Thinking back to high school, I didn’t play football or basketball, I wasn’t the most popular kid in the class and I never went to a prom. After school I pumped gas earning minimum wage which was $3.35 an hour and worked at a radio station on weekends for $1.65 more an hour.
I didn’t care for the socializing that came along with a pep-rally and a Friday night football game and I certainly wasn’t the jock who tried to screw every girl in the class before graduating. I wasn’t on anyone’s invite list for after school activities either.
So why would I want to go to a reunion?
I could have gone to see how the hands of time wreaked havoc on people, or to see who married who, or suffer through listening to how many wonderful nose-picking, diaper-dirtying, snot-eating children these people now have. I would have loved to see how many successful or not successful people have evolved from the class of 1989.
But no. I decided, like so many times during those 4 years, to sit this dance out.
I remember when my mother died in 1995 and how many relatives I didn’t even know came out of the woodwork for the barbaric ritual of the “viewing” and the “funeral.” It was then and there that I made up my mind that when I die, there will be none of this nonsense.
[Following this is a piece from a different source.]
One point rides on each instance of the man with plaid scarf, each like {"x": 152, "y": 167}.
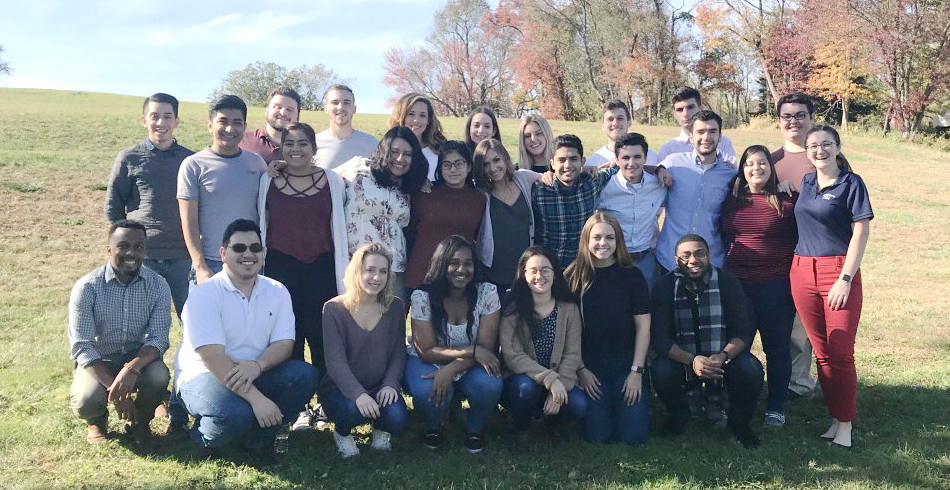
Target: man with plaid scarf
{"x": 700, "y": 330}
A reunion is nothing more than a funeral except there’s no dead person in a box. It’s a gathering of people who didn’t want to have anything to do with you when you were alive, but felt bad enough to come see you pumped full of formaldehyde, with your lips sewn shut, wearing something you would never wear when you were alive and lying in a $6,000 container as people walk by saying “they did a really nice job on him.”
Where were these people the last 20 years and why would I want to reunite with them now? Only one or two out of a class of 100 ever made contact with me. And I didn’t go out of my way to make contact with them either. So we’ll call it even.
I guess there will be a 25th and I’m sure the plans are in the works for my college reunion as well. Save the postage, you can count me out. And don’t come to my funeral, because there won’t be one.